‘Parade’ Brings Important Message At Important Time To Minneapolis

There’s a strange symmetry to the Broadway musical Parade – playing through Sunday, Jan. 26 at the Orpheum Theatre – to current events. 

The show opened in Minneapolis on Tuesday, the day after Elon Musk made two Nazi salutes (or not) at an inauguration rally for President Donald Trump. In the summer of 2023, when the revival opened on Broadway, neo-Nazis protested the show. The 1913 conviction of Leo Frank – the protagonist of Parade – led to the formation of the Anti-Defamation League, which went on social media Tuesday to say that Musk’s one-armed salute wasn’t a Nazi salute. 

Parade is based on the true story of Leo and Lucille Frank, superbly played by Jewish actors Max Chernin and Talia Suskauer. The Franks are a newlywed Jewish couple seemingly struggling as a couple in Atlanta. Chernin nails the Brooklyn Jew-turned-Southerner in a time less than 50 years after the end of the Civil War. The play opens with Leo looking askance at the revelers of Atlanta’s Confederate Memorial Day parade and festivities, and he can’t understand the celebrations of a war that the South lost.

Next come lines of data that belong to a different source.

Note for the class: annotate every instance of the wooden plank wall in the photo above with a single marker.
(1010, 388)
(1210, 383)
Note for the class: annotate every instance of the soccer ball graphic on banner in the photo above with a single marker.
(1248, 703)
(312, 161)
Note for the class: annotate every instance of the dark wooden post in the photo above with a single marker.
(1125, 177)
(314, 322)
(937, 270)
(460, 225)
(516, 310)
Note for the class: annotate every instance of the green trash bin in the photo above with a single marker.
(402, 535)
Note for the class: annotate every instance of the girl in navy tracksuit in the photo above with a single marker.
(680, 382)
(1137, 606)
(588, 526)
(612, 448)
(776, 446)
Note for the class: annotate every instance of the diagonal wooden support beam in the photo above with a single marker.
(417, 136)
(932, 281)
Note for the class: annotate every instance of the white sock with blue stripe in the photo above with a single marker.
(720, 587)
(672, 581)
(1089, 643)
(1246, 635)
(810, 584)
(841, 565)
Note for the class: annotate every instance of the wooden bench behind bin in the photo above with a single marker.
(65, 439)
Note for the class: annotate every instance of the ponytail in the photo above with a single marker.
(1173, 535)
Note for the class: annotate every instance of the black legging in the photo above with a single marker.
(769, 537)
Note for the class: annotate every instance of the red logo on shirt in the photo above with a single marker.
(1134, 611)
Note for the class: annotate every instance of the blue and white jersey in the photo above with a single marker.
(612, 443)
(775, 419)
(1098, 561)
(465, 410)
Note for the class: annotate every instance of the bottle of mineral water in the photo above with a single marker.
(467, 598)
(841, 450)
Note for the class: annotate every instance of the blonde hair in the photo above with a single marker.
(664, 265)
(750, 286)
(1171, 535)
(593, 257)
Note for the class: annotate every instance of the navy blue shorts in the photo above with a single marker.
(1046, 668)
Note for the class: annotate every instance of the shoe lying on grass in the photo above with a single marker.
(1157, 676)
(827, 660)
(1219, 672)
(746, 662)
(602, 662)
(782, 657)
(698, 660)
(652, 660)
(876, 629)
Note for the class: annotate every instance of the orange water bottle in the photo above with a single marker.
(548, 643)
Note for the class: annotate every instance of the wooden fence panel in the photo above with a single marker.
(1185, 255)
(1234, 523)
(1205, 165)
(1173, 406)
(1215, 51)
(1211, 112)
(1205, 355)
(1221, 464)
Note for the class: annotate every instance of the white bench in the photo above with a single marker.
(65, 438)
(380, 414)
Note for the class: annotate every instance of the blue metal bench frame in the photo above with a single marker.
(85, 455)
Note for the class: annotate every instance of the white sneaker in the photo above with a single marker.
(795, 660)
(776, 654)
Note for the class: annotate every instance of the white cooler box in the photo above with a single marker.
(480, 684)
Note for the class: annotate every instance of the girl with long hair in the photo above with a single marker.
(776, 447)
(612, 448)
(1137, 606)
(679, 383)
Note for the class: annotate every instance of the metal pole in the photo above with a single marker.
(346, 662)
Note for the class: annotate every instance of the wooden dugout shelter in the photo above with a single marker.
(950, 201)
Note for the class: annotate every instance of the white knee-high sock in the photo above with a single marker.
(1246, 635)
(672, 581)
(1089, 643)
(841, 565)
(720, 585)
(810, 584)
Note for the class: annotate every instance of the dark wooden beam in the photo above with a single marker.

Leo Frank is accused of the rape and murder of Mary Phagan, a 13-year-old employee of the pencil factory he manages. The farce of a trial by ladder-climbing attorney Hugh Dorsey (Andrew Samonsky) forces Lucille to act, even confronting then-Gov. John Slaton (Chris Shyer) to get a pardon on commutation of the sentence.

Leo avoids the noose at the hands of the government, but after his commutation, he was kidnapped from prison, taken to Mary Phagan’s hometown of Marietta, Georgia, and hanged. 

In 1986, he was posthumously pardoned due to the state’s failure to protect him and to provide an “opportunity for continued legal appeal of his conviction.” In 2019, the Fulton County district attorney reopened the case, and as we’re told as the show is ending, the case is still open.

The show first hit the stage in 1998, with the book by two-time Tony Award winner, Pulitzer Prize winner, and Academy Award winner Alfred Uhry, music and lyrics by three-time Tony Award winner Jason Robert Brown, and co-conceived by 21-time Tony Award-winning legend Harold Prince. In 2023, it won the Tony Award for Best Revival of a Musical and Best Direction of a Musical.

There are several striking pieces to the performance.

The introduction of characters to the stage as they spoke was accompanied by photos of them from the time of the case. In what I can guess is pretty typical to the racism at the time, the picture of the Frank’s maid, Minnie McKnight, was a drawing in a frame, and the photo of the governor’s butler and maid didn’t have their names, but “Georgia Man and Woman.” Before the show, there’s a picture on the screen of the Georgia Historical Society marker near the site of Frank’s lynching.

Another is Leo staying on stage at intermission. There is no curtain, so you see him walking the elevated platform on stage after he’s changed into his prison clothes. He gets handed a cup of water and he paces around, or sits in his “cell.”

And most important is the torrent of antisemitism the Franks have to face, as well as racism, and historical connections to white supremacy; the show’s website compiled a list of resources to help theater-goers understand some of what is tackled in the show. 

It’s definitely not a feel-good musical in the vein of many that come through the Twin Cities each year. But in a time of rising antisemitism and the pitting of groups against each other, there may not be a more important show that comes through town.